Cette crue de la Seine est occasionnée par la conjonction de plusieurs facteurs :

  • pluviométrie importante,
  • neige et gel,
  • débordement de plusieurs cours d'eau : Yonne, Loing, Grand Morin,
  • sous-sols saturés dans tout le bassin parisien (en forme de cuvette).

La dernière crue de la Seine date de 1876. En janvier 1910, des inondations importantes se produisent également en Alsace-Lorraine, alors rattachée à l’Allemagne.

L'inondation

Le 20 janvier, la navigation sur la Seine au niveau de Paris est arrêtée car il n'y a plus assez de place pour passer sous les ponts. Le Zouave du pont de l'Alma, sur lequel les Parisiens ont l’habitude de mesurer la hauteur des crues de la Seine de puis 1856, a de l’eau jusqu’aux pieds.
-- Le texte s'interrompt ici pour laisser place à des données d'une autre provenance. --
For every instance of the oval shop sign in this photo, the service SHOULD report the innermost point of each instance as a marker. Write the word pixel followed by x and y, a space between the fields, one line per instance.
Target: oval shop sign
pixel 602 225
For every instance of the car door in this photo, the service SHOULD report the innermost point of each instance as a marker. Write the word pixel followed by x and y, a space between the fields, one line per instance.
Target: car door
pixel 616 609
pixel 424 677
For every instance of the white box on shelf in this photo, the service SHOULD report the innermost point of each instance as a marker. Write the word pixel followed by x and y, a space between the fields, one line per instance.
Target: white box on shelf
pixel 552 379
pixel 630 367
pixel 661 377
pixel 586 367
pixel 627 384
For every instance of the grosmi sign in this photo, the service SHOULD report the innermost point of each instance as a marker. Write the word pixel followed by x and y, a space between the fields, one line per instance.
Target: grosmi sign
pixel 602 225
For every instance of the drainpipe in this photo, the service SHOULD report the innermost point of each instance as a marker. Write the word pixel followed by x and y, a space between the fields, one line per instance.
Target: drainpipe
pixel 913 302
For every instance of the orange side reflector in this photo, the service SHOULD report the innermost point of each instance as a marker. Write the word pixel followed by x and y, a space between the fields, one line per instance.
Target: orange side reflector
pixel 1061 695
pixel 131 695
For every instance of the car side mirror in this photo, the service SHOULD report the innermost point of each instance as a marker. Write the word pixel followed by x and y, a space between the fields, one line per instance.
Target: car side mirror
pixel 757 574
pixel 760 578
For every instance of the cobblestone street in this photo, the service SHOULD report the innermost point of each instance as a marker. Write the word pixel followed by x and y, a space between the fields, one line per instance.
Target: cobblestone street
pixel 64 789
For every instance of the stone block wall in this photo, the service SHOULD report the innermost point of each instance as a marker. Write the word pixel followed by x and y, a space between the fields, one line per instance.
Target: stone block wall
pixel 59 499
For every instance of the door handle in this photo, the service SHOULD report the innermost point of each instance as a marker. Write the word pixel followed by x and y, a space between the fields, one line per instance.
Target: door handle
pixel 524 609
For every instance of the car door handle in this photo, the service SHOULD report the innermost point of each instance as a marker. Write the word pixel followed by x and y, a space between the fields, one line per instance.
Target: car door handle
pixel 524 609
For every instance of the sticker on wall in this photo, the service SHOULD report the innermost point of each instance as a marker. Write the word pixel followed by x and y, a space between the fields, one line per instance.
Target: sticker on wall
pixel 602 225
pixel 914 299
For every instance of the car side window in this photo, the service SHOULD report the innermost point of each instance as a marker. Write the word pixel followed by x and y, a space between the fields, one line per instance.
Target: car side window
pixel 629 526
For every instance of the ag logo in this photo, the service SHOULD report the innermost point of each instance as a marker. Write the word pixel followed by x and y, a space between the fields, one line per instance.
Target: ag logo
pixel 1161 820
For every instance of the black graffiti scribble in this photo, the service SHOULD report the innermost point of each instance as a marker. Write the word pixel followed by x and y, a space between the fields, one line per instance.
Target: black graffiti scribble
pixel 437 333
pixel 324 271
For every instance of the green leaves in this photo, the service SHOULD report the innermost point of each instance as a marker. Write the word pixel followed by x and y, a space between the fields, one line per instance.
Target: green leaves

La banlieue Est parisienne compte des villes inondées.

Le 21 janvier, l'usine de la Société Urbaine d'Air Comprimé située dans le XIIIe arrondissement est arrêtée, ce qui a pour conséquence d'arrêter les horloges publiques et les ascenseurs. Les berges du 12e arrondissement sont inondées, les barriques de vins de l’entrepôt de Bercy sont également sous l’eau et la pluie continue. Le Zouave du pont de l’Alma a de l’eau jusqu’aux genoux.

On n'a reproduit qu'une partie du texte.